The fame and status of the 19th-century waltz in Austria could not be overstated. The Waltz was a staple in aristocratic society and Strauss II was the equivalent of today’s biggest and most famous pop star. His performance of the Blue Danube at the Paris World’s Fair in 1867 set a stage for Strauss consolidate a name for himself as the great composer. He produced many other successful compositions aside from Blue Danube including Morgenblätter in 1864, Künstlerleben in 1867, Geschichten aus dem Wienerwald in 1868, and much more, which allowed the overly stuffy upper-class society to have a good time at parties and events. He created almost 500 dance pieces, 150 of which were waltzes.
Vienna’s new social and political elite’s liked to display their wealth and status not only by living in the most sought-after addresses in Vienna but they also did so by hosting salons and soirees. The invitations to these parties were in high demand as it allowed the financial aristocracy and famous people in the art world to interact. It was during one of these gatherings thrown by the Todesco family that Strauss met his to-be wife Henriette Treffz who was an opera singer. Strauss II married twice after Henriette’s death.
- The Blue Danube
The Blue Danube, which is one of Strauss II’s most popular compositions, was a complete flop when it debuted in 1867. The public was not pleased with the lyrics, which forced Strauss II to perform it as an instrumental piece instead, which unsurprisingly became a smash hit. The main theme of the Blue Danube became so popular that it was one of the most well-known tunes of the 19th century.
- Personality disorders
Strauss developed a range of personality disorders and complexes thanks to his perverse relationship with his father. Strauss was a pathological hypochondriac that was constantly afraid of getting sick and becoming blind. He became uncontrollably nervous whenever he needed to travel by train. Additionally, he also hated the outdoors, sunshine, and he was afraid of storms and becoming poor.

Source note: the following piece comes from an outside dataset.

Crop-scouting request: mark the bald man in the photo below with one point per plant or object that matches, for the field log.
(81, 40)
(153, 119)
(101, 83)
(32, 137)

Apart from music, Strauss II also disagreed with his father when it came to politics. In 1848, Austria was going through political convulsions and each member of the Strauss family supported a different side. Strauss II was a staunch supporter of the revolutionaries that were working to oust the monarch while his father was a hardcore monarchist. He was arrested for publicly performing the anti-monarchist and French Revolution anthem “La Marseillaise, which is today’s the national anthem of France.
- Jewish heritage
The Strauss family’s racial origins, heritage, and religion were originally Jewish. Strauss II was not indifferent to Jewish heritage but he dabbled in various Christian sects such as Protestantism. When the Nazis took over Vienna in 1938, the fact that his great-grandfather was a Hungarian Jew was buried to prevent the public from asking unnecessary questions. Johann Strauss II and his father were to be protected at all costs because Hitler himself was a huge fan of his compositions.
- Strauss today
Onscreen and on theater stages, Strauss has been depicted by various actors over the years, including Gravey and Stuart Wilson in the successful 1972 miniseries The Strauss Family. He is still very well respected in his hometown where his music is always performed at the New Year celebrations held at the Musikverein concert hall that is broadcast internationally.
- Gold Statue
A gold statue was erected in his honor at the Stadtpark in Vienna. The gold statue is quite prominent and features an image of Strauss playing the violin.